Federated Wiki is an interesting evolution of the Wiki concept (initiated by the original inventor of the Wiki, Ward Cunningham) that allows individual contributors to maintain and publish their own view while at the same time encouraging reciprocal borrowing of content. This video illustrates the process nicely. Whereas federated Wiki looks like a promising approach to consensus formation, the technical obstacles to setting up a federated Wiki are significant (contributors must manage personal Web servers and domains) and make it difficult to evaluate it in practice.

Perhaps the most frequent kind of digital park in science today is the collaborative software development project, hosted on platforms such as GitHub, GitLab, or similar platforms operated by research institutions. Ignoring the differences resulting from the focus on code rather than prose, the main differences between platforms and Wikis are (1) a stronger emphasis on discussion (“issues”) and (2) the co-existence of multiple branches representing different public or private views of a common project, with one branch (conventionally named “master” or “main”) representing the current consensus.

Collaborative software projects are an interesting case study also for the question of incentives. The lack of recognition of software development as a research activity has been deplored for a long time. It is usually attributed to the relative novelty of software as a form of research output. But I suspect that the park nature of software, as opposed to the stream nature of journals, is also an important factor, because it makes it more difficult to evaluate an individual’s contributions based on purely formal (and thus easily measurable) criteria. On the other hand, today’s collaborative platforms make such an evaluation technically feasible, by counting for example the number of commits made by an individual, or the number of lines changed by those commits. Everybody involved in software development will probably agree that this is a stupid metric, but it’s no more stupid than counting publications weighted by journal impact factor.
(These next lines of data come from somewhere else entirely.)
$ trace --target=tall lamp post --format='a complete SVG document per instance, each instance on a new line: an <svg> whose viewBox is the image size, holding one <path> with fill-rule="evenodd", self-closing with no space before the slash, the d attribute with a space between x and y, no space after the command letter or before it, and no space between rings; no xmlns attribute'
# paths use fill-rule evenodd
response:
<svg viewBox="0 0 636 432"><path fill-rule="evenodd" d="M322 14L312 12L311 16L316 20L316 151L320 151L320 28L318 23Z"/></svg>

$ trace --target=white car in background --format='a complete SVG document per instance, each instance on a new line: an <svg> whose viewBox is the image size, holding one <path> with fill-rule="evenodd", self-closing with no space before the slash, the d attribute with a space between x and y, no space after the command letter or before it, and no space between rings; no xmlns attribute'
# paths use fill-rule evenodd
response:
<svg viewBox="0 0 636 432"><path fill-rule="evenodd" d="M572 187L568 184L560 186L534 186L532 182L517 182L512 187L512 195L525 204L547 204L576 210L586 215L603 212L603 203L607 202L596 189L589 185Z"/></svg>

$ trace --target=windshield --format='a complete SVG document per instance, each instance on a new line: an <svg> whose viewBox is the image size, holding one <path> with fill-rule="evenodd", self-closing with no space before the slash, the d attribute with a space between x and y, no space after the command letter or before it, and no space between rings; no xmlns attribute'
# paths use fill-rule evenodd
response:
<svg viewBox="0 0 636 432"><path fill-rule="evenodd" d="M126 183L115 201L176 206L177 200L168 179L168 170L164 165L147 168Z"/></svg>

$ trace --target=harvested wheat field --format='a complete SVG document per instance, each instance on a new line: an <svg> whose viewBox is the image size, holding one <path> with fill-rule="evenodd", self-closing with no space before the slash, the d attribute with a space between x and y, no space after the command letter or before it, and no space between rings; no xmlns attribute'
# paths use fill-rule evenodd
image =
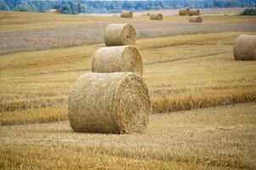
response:
<svg viewBox="0 0 256 170"><path fill-rule="evenodd" d="M143 134L75 133L68 122L0 128L9 169L255 169L256 104L153 115Z"/></svg>
<svg viewBox="0 0 256 170"><path fill-rule="evenodd" d="M255 169L256 62L236 60L233 53L240 35L256 35L255 17L203 15L203 23L189 23L176 12L162 21L136 14L122 19L0 12L0 168ZM151 107L142 133L75 133L69 122L71 88L92 72L95 52L109 48L109 23L129 23L136 31L139 75L143 63L138 77ZM97 95L76 91L73 99L86 99L88 110L107 120L115 116L104 115L112 110L105 105L107 96L117 91L107 90L121 82L113 88L117 79L100 81L87 82L94 82ZM144 107L132 95L118 96ZM124 109L133 109L128 102Z"/></svg>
Another social aspect that is well illustrated by software is the difficulty of the transition from gardens to parks. Projects usually start out as gardens, with a small team developing software for its own use. Then early users start to join, who by necessity have to figure out for themselves how to adapt the software to their needs, and are thus likely to become contributors. With an increasing user base, developers have an interest to work on more robust code and better documentation, in order to reduce the effort of technical support. At that stage, the software becomes attractive to less technically minded users who see no need to ever get in touch with the development community. These users consider the software a park, even if its developers still consider it a garden, leading to contradictory tacit expectations on both sides about the priorities for future maintenance, which I have described in an earlier post. Developers tend to contribute to this confusion by advertising their project as a park while maintaining it as a garden.

The above examples illustrate that the technical challenges of digital gardens and parks are somewhat understood and partially solved. Collaborative software development platforms in particular have proven very effective. Adapting their concepts to different use cases and different users looks definitely possible, although the effort required should not be underestimated, in particular for developing appropriate user interfaces. But the real challenge is creating incentives for collaboration, in a universe currently dominated by competition for limited resources.